The work of Drs. Woodworth and Anastasiadis provided the key to successfully opening the blood-brain barrier to the CRISPR agent-containing nanoparticles. The two researchers have been studying the use of focused ultrasound to treat brain tumors, with Dr. Woodworth and his team currently leading the first-in-human clinical trial of this technology to treat brain cancer in the U.S. The technique involves the creation of tiny microbubbles of compressible gas injected into the blood alongside the nanoparticles.

Focusing multiple beams of ultrasound waves to converge at a targeted point in the brain then causes the microbubbles there to resonate within the sonic field, and this activity causes a localized and temporary opening of the blood-brain barrier at the junction of the ultrasound beams. The nanoparticles can then diffuse across to deliver their CRISPR agent payloads to the target tissues.   

“We showed our technology allowed for those CRISPR agents to enter neurons or astrocytes in a specific part of the animal brain and carry out local genome editing,” Dr. Poulopoulos said. “That’s what won us the challenge.”

Innovation Made Possible Through Collaboration

The intensive collaboration that made the Crisaptics Trans-BBB team’s victory possible serves as an ideal example of the multidisciplinary synergies that UM-MIND can facilitate, according to Dr. Anastasiadis.

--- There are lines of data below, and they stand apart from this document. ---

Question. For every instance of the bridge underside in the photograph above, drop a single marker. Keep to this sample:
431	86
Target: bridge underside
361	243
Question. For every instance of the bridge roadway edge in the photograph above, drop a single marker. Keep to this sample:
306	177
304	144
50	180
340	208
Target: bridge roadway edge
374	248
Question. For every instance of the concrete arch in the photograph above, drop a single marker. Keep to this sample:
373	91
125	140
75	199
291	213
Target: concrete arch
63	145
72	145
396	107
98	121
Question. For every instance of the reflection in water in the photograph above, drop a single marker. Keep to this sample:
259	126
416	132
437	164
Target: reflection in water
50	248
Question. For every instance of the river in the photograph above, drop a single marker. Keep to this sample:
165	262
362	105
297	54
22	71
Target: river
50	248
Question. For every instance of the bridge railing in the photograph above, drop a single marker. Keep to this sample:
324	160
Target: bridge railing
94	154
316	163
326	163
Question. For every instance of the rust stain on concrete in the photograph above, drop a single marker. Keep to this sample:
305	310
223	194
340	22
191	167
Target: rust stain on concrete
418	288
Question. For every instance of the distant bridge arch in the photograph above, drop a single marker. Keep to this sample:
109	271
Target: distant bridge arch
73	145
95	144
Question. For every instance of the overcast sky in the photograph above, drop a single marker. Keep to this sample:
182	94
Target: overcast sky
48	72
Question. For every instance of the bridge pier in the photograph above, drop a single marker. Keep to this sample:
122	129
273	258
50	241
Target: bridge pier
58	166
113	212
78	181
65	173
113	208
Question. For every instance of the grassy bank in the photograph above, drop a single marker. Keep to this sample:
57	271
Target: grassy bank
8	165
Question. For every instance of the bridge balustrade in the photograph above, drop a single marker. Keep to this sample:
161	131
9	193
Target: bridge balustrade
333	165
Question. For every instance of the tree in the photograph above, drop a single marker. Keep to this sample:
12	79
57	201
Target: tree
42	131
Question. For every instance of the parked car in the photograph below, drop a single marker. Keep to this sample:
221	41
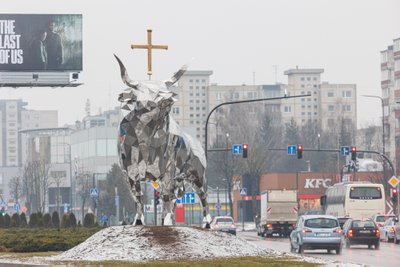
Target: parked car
223	224
361	232
387	230
380	219
342	220
316	232
396	234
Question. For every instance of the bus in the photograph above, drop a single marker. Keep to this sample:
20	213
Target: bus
354	200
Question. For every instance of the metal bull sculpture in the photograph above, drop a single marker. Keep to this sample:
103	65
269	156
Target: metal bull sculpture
152	147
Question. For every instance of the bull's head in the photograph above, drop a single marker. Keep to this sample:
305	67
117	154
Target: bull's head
153	91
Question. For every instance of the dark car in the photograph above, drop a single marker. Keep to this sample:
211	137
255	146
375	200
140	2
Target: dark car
361	232
342	220
316	232
396	236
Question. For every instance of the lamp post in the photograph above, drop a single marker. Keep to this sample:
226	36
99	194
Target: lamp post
383	120
70	176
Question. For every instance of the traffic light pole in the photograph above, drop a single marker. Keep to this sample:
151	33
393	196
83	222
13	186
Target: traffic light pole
239	102
338	151
155	208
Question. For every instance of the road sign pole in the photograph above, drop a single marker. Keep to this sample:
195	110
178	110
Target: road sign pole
155	208
243	213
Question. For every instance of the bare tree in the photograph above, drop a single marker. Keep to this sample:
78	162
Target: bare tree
83	186
36	184
15	186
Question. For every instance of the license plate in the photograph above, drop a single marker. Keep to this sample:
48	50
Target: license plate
322	234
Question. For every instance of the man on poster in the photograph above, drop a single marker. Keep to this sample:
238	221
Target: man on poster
54	48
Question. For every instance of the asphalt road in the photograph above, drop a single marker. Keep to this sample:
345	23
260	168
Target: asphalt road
388	255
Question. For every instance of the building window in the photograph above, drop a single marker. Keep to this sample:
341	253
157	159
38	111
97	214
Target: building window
346	108
251	95
175	110
346	94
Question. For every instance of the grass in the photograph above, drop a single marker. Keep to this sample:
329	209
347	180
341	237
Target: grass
215	262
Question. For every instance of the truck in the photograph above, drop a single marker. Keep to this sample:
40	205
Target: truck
279	211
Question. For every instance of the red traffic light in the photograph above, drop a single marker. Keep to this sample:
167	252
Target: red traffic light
299	151
245	147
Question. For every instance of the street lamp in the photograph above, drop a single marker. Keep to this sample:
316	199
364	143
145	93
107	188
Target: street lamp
383	120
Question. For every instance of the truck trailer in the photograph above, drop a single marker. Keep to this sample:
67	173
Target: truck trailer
279	210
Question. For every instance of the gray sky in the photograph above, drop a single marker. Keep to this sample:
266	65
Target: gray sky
232	38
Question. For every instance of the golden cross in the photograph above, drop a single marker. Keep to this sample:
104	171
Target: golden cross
149	46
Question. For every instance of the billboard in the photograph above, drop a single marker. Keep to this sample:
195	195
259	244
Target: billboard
40	42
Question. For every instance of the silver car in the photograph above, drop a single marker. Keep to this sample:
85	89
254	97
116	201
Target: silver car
387	230
223	224
316	232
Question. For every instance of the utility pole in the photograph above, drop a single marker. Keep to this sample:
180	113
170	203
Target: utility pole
117	204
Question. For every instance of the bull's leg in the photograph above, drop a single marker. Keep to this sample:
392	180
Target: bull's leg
168	211
204	203
138	197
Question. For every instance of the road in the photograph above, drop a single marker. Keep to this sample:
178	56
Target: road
388	255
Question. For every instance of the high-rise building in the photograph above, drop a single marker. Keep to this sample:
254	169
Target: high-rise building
390	85
15	117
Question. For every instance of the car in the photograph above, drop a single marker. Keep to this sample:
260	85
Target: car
387	230
361	232
223	224
380	219
316	232
396	234
342	220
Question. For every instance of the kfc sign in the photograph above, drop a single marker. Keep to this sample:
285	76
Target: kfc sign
317	183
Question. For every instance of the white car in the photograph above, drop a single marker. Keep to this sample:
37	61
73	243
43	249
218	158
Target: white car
387	230
380	219
223	224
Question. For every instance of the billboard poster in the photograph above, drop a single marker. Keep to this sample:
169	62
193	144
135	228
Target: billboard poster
40	42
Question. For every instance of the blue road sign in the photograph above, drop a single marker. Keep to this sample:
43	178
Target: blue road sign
190	198
344	150
237	149
292	150
94	192
243	191
17	207
104	218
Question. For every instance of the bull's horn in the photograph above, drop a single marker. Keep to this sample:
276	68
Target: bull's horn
125	76
176	76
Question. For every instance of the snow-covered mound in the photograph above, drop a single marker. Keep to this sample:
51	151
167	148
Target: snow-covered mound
141	243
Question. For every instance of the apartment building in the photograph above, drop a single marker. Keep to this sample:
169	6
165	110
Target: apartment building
390	85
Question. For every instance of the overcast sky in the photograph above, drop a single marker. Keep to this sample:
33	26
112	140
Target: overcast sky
232	38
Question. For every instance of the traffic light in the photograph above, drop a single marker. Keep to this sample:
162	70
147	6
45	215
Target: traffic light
353	153
299	151
245	147
394	195
157	197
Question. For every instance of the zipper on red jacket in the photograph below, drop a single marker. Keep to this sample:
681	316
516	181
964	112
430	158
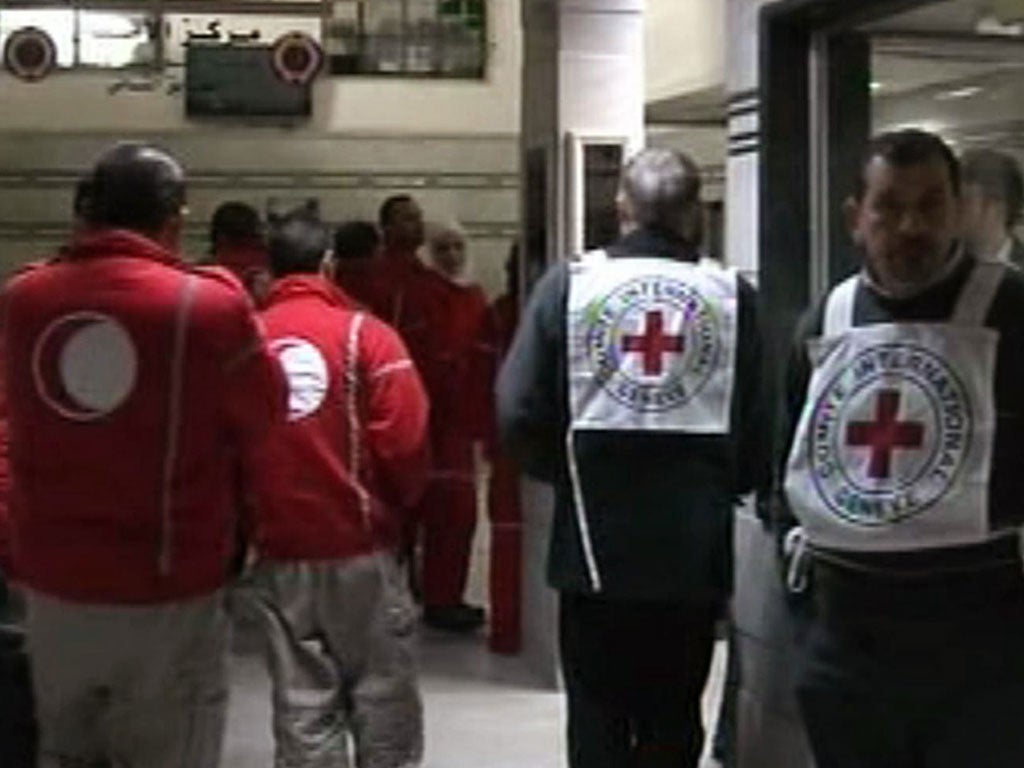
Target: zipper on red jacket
174	423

Established by UMSOM Dean Mark T. Gladwin in 2023, UM-MIND brings clinicians and preclinical researchers, neurosurgeons, pharmacologists, psychiatrists, and other specialists together under one umbrella. 

“The four of us principal investigators come from different training backgrounds, but UM-MIND offered the platform that allowed us to address a major challenge in neuroscience,” Dr. Anastasiadis said. “Our close collaboration is a clear example of UM-MIND’s core mission in action.”

The collaboration will continue as the team waits to learn if they will be one of the six selected for the large-scale NIH testing. The NIH will announce the grand prize-winning team sometime in the fall of 2026. Regardless of the outcome, the research team will keep developing their technology in pursuit of innovative treatments for patients struggling with difficult diseases. 

“Winning this phase of the challenge is a big external validation for the work we’ve been doing for, in some cases, 15 years or more,” Dr. Woodworth said. “It confirms that we’re headed in the right direction with this work and has reinvigorated us all to keep going.”